#24- The Memory Palace – Mira Bartok

” People have abandoned their loved ones for much less than you’ve been through,” Mira Bartok is told at her mother’s memorial service.

It is a poignant observation about the relationship between Mira, her sister, and their mentally ill mother. Before she was struck with schizophrenia at the age of nineteen, beautiful piano protege Norma Herr had been the most vibrant personality in the room. She loved her daughters and did her best to raise them well, but as her mental state deteriorated, Norma spoke less about Chopin and more about Nazis and her fear that her daughters would be kidnapped, murdered, or raped.

When the girls left for college, the harassment escalated—Norma called them obsessively, appeared at their apartments or jobs, threatened to kill herself if they did not return home. After a traumatic encounter, Mira and her sister were left with no choice but to change their names and sever all contact with Norma in order to stay safe. But while Mira pursued her career as an artist—exploring the ancient romance of Florence, the eerie mysticism of northern Norway, and the raw desert of Israel—the haunting memories of her mother were never far away.

Then one day, Mira’s life changed forever after a debilitating car accident. As she struggled to recover from a traumatic brain injury, she was confronted with a need to recontextualize her life—she had to relearn how to paint, read, and interact with the outside world. In her search for a way back to her lost self, Mira reached out to the homeless shelter where she believed her mother was living and discovered that Norma was dying.

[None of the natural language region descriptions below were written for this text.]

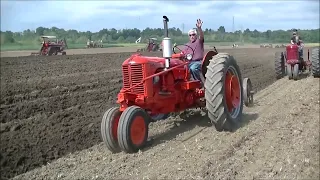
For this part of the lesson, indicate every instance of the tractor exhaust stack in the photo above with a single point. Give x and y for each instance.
(167, 45)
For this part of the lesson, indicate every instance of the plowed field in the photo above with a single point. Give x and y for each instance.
(52, 106)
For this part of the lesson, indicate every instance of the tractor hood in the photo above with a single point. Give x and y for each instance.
(139, 59)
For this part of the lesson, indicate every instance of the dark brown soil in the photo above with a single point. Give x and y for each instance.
(52, 106)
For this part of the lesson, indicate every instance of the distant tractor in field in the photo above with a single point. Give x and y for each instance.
(151, 46)
(292, 63)
(94, 44)
(52, 46)
(280, 46)
(266, 46)
(235, 45)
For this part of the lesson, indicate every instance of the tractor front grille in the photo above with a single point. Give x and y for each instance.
(132, 75)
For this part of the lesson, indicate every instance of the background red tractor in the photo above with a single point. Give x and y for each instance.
(51, 46)
(154, 87)
(292, 64)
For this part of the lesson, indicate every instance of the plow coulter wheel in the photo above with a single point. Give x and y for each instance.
(247, 92)
(295, 72)
(109, 127)
(133, 129)
(289, 71)
(224, 92)
(315, 62)
(279, 65)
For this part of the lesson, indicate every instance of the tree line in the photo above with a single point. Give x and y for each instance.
(131, 35)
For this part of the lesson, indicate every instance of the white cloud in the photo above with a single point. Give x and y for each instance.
(95, 15)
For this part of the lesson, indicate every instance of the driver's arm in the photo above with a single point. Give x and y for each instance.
(201, 35)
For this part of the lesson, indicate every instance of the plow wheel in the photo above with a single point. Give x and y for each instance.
(247, 92)
(133, 129)
(315, 62)
(224, 92)
(109, 128)
(295, 72)
(289, 71)
(279, 65)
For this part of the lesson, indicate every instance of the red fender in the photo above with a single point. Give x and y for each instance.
(206, 60)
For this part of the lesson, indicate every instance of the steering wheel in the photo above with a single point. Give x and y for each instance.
(188, 56)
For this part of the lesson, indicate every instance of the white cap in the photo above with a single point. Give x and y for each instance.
(192, 31)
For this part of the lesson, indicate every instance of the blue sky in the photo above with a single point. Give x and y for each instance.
(96, 15)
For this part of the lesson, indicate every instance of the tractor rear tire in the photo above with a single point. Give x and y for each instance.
(295, 72)
(133, 129)
(279, 65)
(109, 127)
(289, 71)
(315, 62)
(215, 92)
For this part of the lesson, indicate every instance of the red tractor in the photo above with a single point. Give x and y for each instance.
(291, 63)
(151, 46)
(154, 87)
(51, 46)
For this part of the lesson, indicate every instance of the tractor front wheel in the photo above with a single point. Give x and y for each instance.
(315, 62)
(247, 92)
(109, 128)
(133, 129)
(224, 92)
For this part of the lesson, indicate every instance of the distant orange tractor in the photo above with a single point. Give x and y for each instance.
(51, 46)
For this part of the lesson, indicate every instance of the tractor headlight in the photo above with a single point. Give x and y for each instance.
(189, 57)
(156, 79)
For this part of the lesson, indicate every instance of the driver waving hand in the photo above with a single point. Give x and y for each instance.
(197, 45)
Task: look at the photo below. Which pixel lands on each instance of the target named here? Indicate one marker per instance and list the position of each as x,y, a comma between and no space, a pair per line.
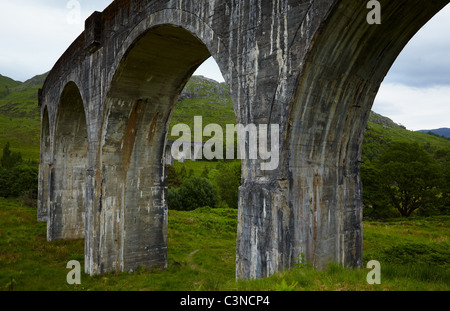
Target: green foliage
227,179
432,254
405,178
17,178
202,255
10,159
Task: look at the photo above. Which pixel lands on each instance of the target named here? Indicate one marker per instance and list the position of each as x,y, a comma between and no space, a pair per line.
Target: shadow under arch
138,110
43,198
338,84
67,172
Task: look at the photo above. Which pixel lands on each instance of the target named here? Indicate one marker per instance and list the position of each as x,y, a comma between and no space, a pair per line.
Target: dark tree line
406,180
18,178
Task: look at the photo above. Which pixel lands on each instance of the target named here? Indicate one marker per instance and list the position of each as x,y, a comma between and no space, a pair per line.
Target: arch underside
67,170
337,87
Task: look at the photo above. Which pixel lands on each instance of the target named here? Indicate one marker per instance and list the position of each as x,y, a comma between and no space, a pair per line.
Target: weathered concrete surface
311,66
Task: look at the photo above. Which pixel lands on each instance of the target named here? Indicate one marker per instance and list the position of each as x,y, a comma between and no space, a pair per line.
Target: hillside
20,123
445,132
6,85
20,117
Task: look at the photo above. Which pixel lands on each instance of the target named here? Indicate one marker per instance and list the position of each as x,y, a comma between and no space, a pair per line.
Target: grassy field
414,255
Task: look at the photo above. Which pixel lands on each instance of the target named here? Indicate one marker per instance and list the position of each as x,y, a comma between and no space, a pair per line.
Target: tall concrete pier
313,67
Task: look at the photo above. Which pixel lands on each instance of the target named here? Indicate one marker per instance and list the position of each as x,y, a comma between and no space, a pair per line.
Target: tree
10,159
228,179
410,177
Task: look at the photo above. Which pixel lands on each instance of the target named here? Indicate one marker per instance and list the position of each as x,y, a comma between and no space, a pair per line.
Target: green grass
201,256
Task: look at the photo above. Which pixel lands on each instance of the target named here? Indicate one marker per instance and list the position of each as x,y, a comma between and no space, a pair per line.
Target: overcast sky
416,92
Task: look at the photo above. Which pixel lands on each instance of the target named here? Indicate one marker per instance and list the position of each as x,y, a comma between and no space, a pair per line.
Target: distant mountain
6,85
445,131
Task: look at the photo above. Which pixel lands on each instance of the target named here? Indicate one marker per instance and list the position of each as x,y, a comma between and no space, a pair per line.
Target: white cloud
34,34
416,108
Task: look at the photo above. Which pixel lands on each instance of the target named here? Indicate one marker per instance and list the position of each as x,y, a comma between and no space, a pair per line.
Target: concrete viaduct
311,66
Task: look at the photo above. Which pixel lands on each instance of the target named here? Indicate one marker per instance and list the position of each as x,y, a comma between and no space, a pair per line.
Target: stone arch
138,109
44,167
67,176
337,86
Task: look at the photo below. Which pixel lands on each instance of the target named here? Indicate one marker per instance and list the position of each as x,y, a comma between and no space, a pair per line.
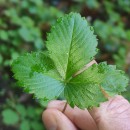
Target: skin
111,115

Mira and her sister traveled to Cleveland, where they shared an extraordinary reconciliation with their mother that none of them had thought possible. At the hospital, Mira discovered a set of keys that opened a storage unit Norma had been keeping for seventeen years. Filled with family photos, childhood toys, and ephemera from Norma’s life, the storage unit brought back a flood of previous memories that Mira had thought were lost to her forever. – Publishers Website

I really enjoyed this memoir.  From the beginnings of the family already in chaos to the re-emergence of their Mother as she is dying, it was a poignant reminder that even though they all have been through so much, the ties that bind a family together that once were thought to be broken forever, they still bind no matter the circumstances.  The girls finally let their guards down to be able to understand their Mother as if they never have before.  Poignant, heart-breaking, debilitating, this memoir maybe will have you re examining your own relationships with family or friends, or possibly maybe your own life.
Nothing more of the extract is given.